Dual Loss Calculation Failed. RuntimeError: one of the variables needed for gradient computation has been modified by an inplace operation

zaber666 · July 6, 2022, 8:26pm

So, What i am basically trying to do can be summarized below.

I want to reconstruct the parameter values of the weight of a convolutional layer and want to optimize the network on both this reconstruction loss and categorial cross-entropy loss. It works fine only while optimizing on cross-entropy loss but fails when I add the reconstruction loss. Basically the gradient is not passing through the NN(Neural Net) to update it’s parameter. I want it’s weight to get updated.

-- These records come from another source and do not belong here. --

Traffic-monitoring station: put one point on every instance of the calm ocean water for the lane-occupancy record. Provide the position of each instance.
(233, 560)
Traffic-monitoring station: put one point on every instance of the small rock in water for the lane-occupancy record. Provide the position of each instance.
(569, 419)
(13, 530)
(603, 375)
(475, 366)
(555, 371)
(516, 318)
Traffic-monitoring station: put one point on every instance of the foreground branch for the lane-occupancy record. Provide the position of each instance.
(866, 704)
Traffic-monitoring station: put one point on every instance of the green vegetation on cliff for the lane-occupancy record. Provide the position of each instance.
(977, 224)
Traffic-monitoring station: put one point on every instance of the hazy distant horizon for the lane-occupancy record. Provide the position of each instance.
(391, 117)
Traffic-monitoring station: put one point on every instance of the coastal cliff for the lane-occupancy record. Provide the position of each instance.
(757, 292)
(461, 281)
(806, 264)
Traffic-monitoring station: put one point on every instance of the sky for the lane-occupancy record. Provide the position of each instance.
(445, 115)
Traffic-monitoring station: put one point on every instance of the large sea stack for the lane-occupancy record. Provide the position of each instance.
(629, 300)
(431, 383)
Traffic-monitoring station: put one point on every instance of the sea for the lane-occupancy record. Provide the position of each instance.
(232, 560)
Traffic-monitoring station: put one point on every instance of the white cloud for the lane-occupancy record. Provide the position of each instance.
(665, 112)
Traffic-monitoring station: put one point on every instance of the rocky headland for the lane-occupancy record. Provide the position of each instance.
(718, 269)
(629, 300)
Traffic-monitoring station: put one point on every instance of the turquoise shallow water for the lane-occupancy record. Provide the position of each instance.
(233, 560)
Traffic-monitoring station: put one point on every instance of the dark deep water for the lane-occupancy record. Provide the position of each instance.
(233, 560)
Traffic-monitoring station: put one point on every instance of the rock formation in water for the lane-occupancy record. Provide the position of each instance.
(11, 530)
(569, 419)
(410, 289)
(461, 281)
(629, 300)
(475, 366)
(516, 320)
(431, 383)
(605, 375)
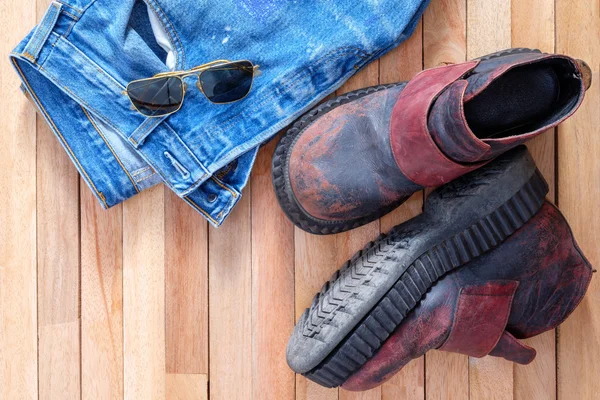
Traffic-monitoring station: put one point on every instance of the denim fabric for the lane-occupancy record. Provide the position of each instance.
(76, 64)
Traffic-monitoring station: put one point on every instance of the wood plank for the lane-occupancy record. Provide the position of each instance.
(578, 351)
(348, 243)
(101, 299)
(272, 286)
(186, 275)
(59, 364)
(488, 27)
(58, 249)
(447, 376)
(533, 27)
(144, 295)
(400, 65)
(445, 32)
(187, 387)
(58, 267)
(230, 271)
(444, 41)
(490, 378)
(18, 276)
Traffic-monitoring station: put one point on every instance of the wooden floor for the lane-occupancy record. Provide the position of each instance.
(145, 301)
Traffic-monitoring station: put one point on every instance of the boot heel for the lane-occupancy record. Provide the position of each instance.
(371, 295)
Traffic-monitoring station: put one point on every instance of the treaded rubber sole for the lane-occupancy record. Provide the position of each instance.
(368, 336)
(281, 180)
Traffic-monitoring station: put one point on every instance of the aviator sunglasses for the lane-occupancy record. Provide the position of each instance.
(221, 81)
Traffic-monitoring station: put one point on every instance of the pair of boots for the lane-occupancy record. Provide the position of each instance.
(489, 261)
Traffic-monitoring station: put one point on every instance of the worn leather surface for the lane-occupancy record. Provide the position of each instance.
(342, 166)
(552, 276)
(374, 152)
(480, 317)
(415, 151)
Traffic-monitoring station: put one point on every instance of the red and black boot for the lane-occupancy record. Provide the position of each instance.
(359, 156)
(488, 262)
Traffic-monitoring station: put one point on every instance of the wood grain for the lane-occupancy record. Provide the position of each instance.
(186, 275)
(18, 276)
(187, 387)
(272, 286)
(101, 299)
(577, 31)
(230, 271)
(119, 304)
(58, 249)
(59, 364)
(144, 295)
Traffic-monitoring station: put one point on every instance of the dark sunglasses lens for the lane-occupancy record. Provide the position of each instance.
(156, 97)
(227, 83)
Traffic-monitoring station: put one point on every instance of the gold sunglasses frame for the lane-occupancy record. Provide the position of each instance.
(181, 75)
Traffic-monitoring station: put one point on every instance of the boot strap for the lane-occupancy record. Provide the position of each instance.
(480, 319)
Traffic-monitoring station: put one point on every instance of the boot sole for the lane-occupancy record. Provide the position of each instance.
(365, 301)
(281, 158)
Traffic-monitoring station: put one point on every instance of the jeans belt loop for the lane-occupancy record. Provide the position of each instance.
(42, 32)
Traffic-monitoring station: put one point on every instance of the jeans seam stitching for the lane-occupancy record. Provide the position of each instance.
(100, 194)
(111, 150)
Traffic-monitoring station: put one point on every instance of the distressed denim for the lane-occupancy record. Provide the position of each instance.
(77, 62)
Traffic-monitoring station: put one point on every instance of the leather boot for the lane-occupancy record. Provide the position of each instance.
(357, 157)
(489, 262)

The network that I build was like below,

class MODEL(nn.Module):
    def __init__(self):
        super(MODEL, self).__init__()
        
        self.conv1 = nn.Conv2d(in_channels=3, out_channels=64, kernel_size=(3,3), padding=1)
        self.max_pool1 = nn.MaxPool2d(kernel_size=(3,3))
        self.reBuilder = nn.Conv2d(in_channels=3, out_channels=3, kernel_size=(5,5), padding=2)
        self.lossfn = torch.nn.L1Loss(reduction="mean")
        
        self.conv2 = nn.Conv2d(in_channels=64, out_channels=256, kernel_size=(3,3), padding=1)
        self.max_pool2 = nn.MaxPool2d(kernel_size=(3,3))
        self.conv3 = nn.Conv2d(in_channels=256, out_channels=512, kernel_size=(3,3), padding=1)
        self.max_pool3 = nn.MaxPool2d(kernel_size=(3,3))
        
        self.dense = nn.Linear(in_features=512, out_features=10)
        
        
    def forward(self, x):
        ckpt = self.state_dict()
        
        weight = ckpt["conv1.weight"].detach().clone().permute((3,2,1,0)) #output_shape (3,3,3,64)
        weightNew = self.reBuilder(weight)
        loss = self.lossfn(weightNew, weight)

        weightNew = weightNew.permute((3, 2, 1, 0))
        weightFinal = weightNew.detach().clone()

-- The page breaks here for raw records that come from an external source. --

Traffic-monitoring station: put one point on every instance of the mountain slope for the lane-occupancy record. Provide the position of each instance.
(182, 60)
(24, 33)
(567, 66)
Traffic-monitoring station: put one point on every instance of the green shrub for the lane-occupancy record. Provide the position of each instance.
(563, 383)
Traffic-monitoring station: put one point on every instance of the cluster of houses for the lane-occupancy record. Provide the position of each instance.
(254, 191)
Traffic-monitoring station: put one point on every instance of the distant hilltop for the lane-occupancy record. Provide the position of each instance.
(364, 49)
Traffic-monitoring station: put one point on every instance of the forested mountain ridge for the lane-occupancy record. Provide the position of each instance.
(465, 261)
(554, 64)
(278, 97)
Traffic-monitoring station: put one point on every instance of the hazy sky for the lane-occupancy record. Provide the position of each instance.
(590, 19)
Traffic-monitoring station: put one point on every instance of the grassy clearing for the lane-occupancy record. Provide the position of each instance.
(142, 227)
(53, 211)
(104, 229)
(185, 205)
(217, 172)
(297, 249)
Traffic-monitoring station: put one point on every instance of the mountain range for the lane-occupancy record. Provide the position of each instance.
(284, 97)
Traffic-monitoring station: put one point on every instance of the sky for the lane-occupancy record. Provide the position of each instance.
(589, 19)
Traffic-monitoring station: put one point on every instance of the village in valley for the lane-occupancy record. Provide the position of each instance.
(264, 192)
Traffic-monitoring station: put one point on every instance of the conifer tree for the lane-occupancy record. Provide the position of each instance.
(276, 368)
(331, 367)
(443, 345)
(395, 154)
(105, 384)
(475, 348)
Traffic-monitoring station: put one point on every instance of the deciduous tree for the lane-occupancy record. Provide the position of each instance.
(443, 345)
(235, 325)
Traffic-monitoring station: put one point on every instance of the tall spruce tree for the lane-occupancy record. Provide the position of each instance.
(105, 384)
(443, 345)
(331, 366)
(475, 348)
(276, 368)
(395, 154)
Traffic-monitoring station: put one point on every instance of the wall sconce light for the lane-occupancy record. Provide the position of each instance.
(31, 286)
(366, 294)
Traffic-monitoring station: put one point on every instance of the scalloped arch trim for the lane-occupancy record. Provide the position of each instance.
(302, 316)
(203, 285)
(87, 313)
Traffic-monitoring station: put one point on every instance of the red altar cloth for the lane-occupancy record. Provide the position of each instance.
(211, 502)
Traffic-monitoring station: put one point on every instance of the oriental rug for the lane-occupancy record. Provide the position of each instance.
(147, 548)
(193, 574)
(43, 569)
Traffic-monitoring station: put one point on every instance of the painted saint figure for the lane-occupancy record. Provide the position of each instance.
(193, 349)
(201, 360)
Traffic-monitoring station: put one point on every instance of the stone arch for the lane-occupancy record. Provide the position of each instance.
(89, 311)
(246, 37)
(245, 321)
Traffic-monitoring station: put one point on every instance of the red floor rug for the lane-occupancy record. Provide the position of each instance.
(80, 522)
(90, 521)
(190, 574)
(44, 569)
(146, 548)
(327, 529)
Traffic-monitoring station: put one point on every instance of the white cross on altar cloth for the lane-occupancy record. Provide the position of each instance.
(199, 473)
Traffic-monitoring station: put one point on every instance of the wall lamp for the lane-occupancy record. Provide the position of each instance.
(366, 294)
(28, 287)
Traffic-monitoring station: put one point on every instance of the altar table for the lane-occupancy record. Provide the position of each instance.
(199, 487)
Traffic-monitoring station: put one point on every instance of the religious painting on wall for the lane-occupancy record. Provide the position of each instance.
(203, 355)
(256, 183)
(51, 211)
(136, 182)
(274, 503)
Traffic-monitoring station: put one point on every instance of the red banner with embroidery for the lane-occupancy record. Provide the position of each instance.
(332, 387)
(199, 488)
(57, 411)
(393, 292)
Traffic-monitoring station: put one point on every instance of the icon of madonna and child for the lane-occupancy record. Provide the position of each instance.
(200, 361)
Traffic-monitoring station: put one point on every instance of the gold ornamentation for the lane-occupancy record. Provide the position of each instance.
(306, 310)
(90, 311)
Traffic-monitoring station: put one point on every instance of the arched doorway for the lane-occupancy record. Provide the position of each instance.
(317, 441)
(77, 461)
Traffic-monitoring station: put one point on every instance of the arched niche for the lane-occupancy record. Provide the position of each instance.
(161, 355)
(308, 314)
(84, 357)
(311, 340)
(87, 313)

        ckpt["conv1.weight"] = weightFinal
        self.load_state_dict(ckpt)
        
        x = self.conv1(x)
        x = self.max_pool1(x)
        x = self.conv2(x)
        x = self.max_pool2(x)
        x = self.conv3(x)
        x = self.max_pool3(x)
        x = torch.flatten(x, start_dim=1)
        x = self.dense(x)
        
        return x, loss

The forward and backward pass code is like,

model = MODEL()
criterion = nn.BCEWithLogitsLoss().to("cuda")

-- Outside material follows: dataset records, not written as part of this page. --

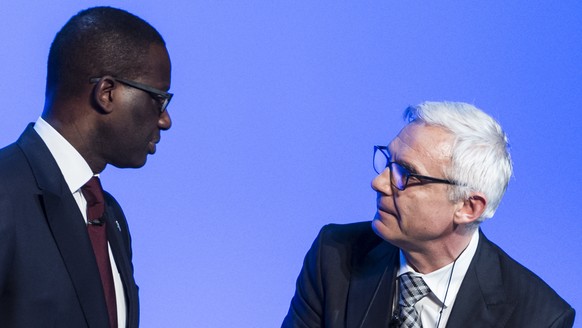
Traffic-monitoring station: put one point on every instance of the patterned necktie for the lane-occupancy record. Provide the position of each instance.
(93, 193)
(412, 290)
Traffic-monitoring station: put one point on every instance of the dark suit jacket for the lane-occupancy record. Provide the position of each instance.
(348, 277)
(48, 273)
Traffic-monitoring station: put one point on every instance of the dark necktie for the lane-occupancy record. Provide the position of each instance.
(412, 290)
(93, 193)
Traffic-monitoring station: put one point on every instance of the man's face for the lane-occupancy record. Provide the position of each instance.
(134, 130)
(422, 213)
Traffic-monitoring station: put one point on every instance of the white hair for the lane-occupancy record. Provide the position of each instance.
(480, 156)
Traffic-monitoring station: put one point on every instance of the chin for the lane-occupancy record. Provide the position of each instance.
(383, 228)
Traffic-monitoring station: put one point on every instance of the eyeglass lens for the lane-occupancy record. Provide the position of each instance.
(398, 174)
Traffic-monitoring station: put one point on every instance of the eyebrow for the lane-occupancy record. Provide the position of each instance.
(408, 166)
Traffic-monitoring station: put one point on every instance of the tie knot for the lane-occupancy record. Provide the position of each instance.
(412, 289)
(95, 202)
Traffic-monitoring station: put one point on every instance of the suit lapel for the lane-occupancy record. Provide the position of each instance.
(371, 288)
(122, 261)
(481, 301)
(67, 227)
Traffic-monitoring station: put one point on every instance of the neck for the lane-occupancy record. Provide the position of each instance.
(437, 254)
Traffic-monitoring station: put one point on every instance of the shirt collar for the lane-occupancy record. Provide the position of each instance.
(73, 166)
(438, 280)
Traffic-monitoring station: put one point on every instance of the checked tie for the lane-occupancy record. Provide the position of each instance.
(93, 193)
(412, 290)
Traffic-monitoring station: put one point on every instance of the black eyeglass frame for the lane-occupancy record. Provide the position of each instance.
(422, 178)
(164, 96)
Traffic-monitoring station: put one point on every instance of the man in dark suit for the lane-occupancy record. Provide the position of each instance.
(422, 261)
(106, 98)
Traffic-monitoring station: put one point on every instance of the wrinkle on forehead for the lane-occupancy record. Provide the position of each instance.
(424, 147)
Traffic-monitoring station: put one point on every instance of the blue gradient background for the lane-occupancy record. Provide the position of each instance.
(277, 107)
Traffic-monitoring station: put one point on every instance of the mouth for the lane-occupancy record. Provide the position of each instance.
(152, 146)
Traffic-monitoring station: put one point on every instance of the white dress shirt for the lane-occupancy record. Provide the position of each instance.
(77, 172)
(439, 281)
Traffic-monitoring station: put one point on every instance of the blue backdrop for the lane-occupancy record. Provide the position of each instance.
(277, 107)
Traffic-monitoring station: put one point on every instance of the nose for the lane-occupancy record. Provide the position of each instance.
(165, 122)
(381, 183)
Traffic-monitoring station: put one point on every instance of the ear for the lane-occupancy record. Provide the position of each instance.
(471, 209)
(104, 93)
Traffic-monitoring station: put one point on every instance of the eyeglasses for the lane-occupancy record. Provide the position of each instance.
(162, 96)
(400, 177)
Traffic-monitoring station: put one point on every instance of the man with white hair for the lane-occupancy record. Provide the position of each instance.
(423, 261)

outputs, recoLoss = model(images)
ceLoss = criterion(outputs, targets)
loss = ceLoss + recoLoss
loss.backward()
optimizer.step()

If loss contains only ceLoss it works. But when I add recoLoss term it gives the following error.

"RuntimeError: one of the variables needed for gradient computation has been modified by an inplace operation: [torch.cuda.FloatTensor [3, 3, 5, 5]] is at version 2; expected version 1 instead. Hint: enable anomaly detection to find the operation that failed to compute its gradient, with torch.autograd.set_detect_anomaly(True)."

basically it is saying that, the parameters of the NN(in picture) or self.reBuilder in code have been modified already.
Can anyone help me in this regard?

AlphaBetaGamma96 · July 6, 2022, 9:38pm

zaber666:

        weight = ckpt["conv1.weight"].detach().clone().permute((3,2,1,0)) #output_shape (3,3,3,64)
        weightNew = self.reBuilder(weight)
        loss = self.lossfn(weightNew, weight)

        weightNew = weightNew.permute((3, 2, 1, 0))
        weightFinal = weightNew.detach().clone()

Can you replace the .detach().clone() with just .clone().

Also, if you load a state_dict during the forward pass surely that would overwrite all your weights? (And probably cause an in-place error as I think load_state_dict works in-place)